DEV Community

Aditya Rasal
Aditya Rasal

Posted on

I Built an Agent That Actually Reviews Your Pull Requests

Hermes Agent Challenge Submission

This is a submission for the Hermes Agent Challenge

The Problem with AI Code Review

Every AI coding tool on the market can summarize a diff. "This PR adds 5 files and modifies authentication." Great — but that's not a review.

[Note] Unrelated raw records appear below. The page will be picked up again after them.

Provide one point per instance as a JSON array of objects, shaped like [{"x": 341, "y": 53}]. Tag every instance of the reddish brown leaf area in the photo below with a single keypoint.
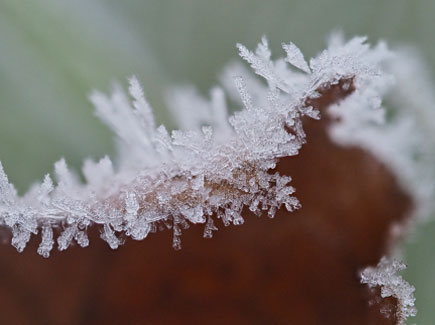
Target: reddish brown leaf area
[{"x": 299, "y": 268}]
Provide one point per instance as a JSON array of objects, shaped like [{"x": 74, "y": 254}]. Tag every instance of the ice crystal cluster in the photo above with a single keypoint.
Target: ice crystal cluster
[
  {"x": 215, "y": 165},
  {"x": 385, "y": 276}
]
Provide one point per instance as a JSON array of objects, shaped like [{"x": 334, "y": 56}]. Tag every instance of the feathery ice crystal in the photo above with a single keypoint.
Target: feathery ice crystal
[
  {"x": 204, "y": 173},
  {"x": 392, "y": 285}
]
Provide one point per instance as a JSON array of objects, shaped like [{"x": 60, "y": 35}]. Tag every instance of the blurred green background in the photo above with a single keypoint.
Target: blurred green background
[{"x": 53, "y": 53}]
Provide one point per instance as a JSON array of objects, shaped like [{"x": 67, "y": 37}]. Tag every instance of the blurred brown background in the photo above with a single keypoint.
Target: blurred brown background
[{"x": 54, "y": 52}]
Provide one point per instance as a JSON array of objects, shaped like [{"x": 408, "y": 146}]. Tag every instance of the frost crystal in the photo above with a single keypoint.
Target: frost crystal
[
  {"x": 385, "y": 276},
  {"x": 211, "y": 169}
]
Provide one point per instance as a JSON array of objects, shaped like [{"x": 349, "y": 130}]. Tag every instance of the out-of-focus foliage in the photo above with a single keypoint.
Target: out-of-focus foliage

That's a description.

A real code review requires:

  • Reading the actual files to understand context, not just the diff
  • Tracing dependencies to see who consumes changed code
  • Running tests to verify nothing broke
  • Searching for patterns that might be affected
  • Thinking in phases, not blasting out generic comments

In other words: a real review requires agency.

What I Built

Hermes PR Investigator is a custom skill for Hermes Agent that turns the agent into an autonomous PR reviewer. It doesn't summarize diffs — it investigates them through a 5-phase agentic workflow.

The 5-Phase Investigation

Discovery & Planning
        ↓
Deep File Analysis
        ↓
Validation (tests, lint, type-check)
        ↓
Cross-Reference (patterns, docs, security)
        ↓
Structured Report Generation
Enter fullscreen mode Exit fullscreen mode

How It's Different

Static Diff Summarizer Hermes PR Investigator
Reads patch once Reads full files and traces dependencies
Generic comments Risk-scored, severity-rated findings
No validation Runs tests, lint, type checks
Surface-level Cross-references codebase for affected patterns
Static output Agent adapts investigation based on findings

Demo: Real-World Test on Hermes Agent Itself

I didn't just build this — I tested it on a real merged PR from the NousResearch/hermes-agent repository:

PR: #26957 — fix(acp): replay session history before responding to session/load

What Hermes Did (Autonomously)

hermes chat --toolsets "skills,terminal,file,web" \
  -q "Investigate PR https://github.com/NousResearch/hermes-agent/pull/26957"
Enter fullscreen mode Exit fullscreen mode

Phase 1 — Discovery: Fetched PR metadata via gh pr view, pulled diff via gh pr diff, checked CI status (gh pr checks)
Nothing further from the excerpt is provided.